On December 27, 2012, the Company formed a new wholly-owned subsidiary, Nuta Technology Corp., (“Nuta”), which is incorporated in the state of Virginia. On April 2, 2013, the Company entered into an Agreement and Plan of Merger (the "Merger Agreement") with its wholly owned subsidiary, Nuta, North South Holdings, Inc., a Delaware corporation ("North South"), the owner or assignee of certain patents, licenses and applications (the “North South Intellectual Property”), and the shareholders of North South (the "North South Shareholders"). Upon closing of the transaction contemplated under the Merger Agreement (the "Merger"), North South will merge with and into Nuta with Nuta as the surviving corporation. Nuta will operate as the record owner of the North South Intellectual Property. The closing of the Merger is subject to customary closing conditions, including the receipt of a fairness opinion that the Merger Consideration (as defined below) is fair to stockholders and the Company from a financial point of view, based on, among other things, the North South Intellectual Property assets, and the approval of the Company’s shareholders holding a majority of the outstanding voting capital stock of the Company as of the record date (July 10, 2013) to issue the Merger Consideration pursuant to NASDAQ listing standards.

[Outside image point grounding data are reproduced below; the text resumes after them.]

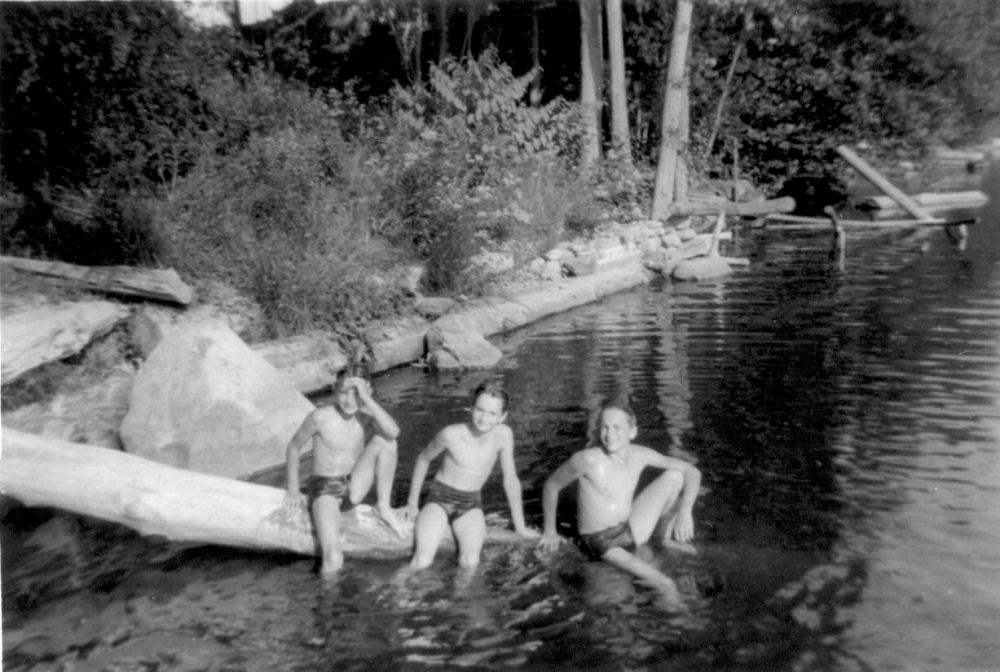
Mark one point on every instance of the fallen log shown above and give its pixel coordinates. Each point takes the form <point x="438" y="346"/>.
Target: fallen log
<point x="158" y="284"/>
<point x="715" y="206"/>
<point x="887" y="187"/>
<point x="181" y="505"/>
<point x="933" y="201"/>
<point x="794" y="222"/>
<point x="47" y="333"/>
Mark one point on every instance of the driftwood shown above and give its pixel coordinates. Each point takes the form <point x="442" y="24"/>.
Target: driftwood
<point x="876" y="178"/>
<point x="795" y="222"/>
<point x="715" y="206"/>
<point x="47" y="333"/>
<point x="181" y="505"/>
<point x="161" y="285"/>
<point x="934" y="202"/>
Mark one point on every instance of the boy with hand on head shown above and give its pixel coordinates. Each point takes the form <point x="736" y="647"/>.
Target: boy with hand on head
<point x="354" y="446"/>
<point x="470" y="451"/>
<point x="610" y="522"/>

See Note 12.

 

Basis of Presentation

 

The accompanying condensed consolidated financial statements of the Company are unaudited and do not include all of the information and disclosures generally required for annual financial statements. In the opinion of management, the statements contain all material adjustments (consisting of normal recurring accruals) necessary to present fairly the Company’s consolidated financial position as of June 30, 2013, the consolidated results of its operations for the three-and six-month periods ended June 30, 2013 and 2012, and the consolidated results of its cash flows for the six-month periods ended June 30, 2013 and 2012. This report should be read in conjunction with the Company’s Annual Report on Form 10-K, which does contain the complete information and disclosure, for the year ended December 31, 2012.

 

The accompanying condensed consolidated financial statements include the accounts of Spherix Incorporated and its wholly-owned subsidiaries, Biospherics Incorporated and Nuta Technology Corp. All significant intercompany balances and transactions have been eliminated in consolidation.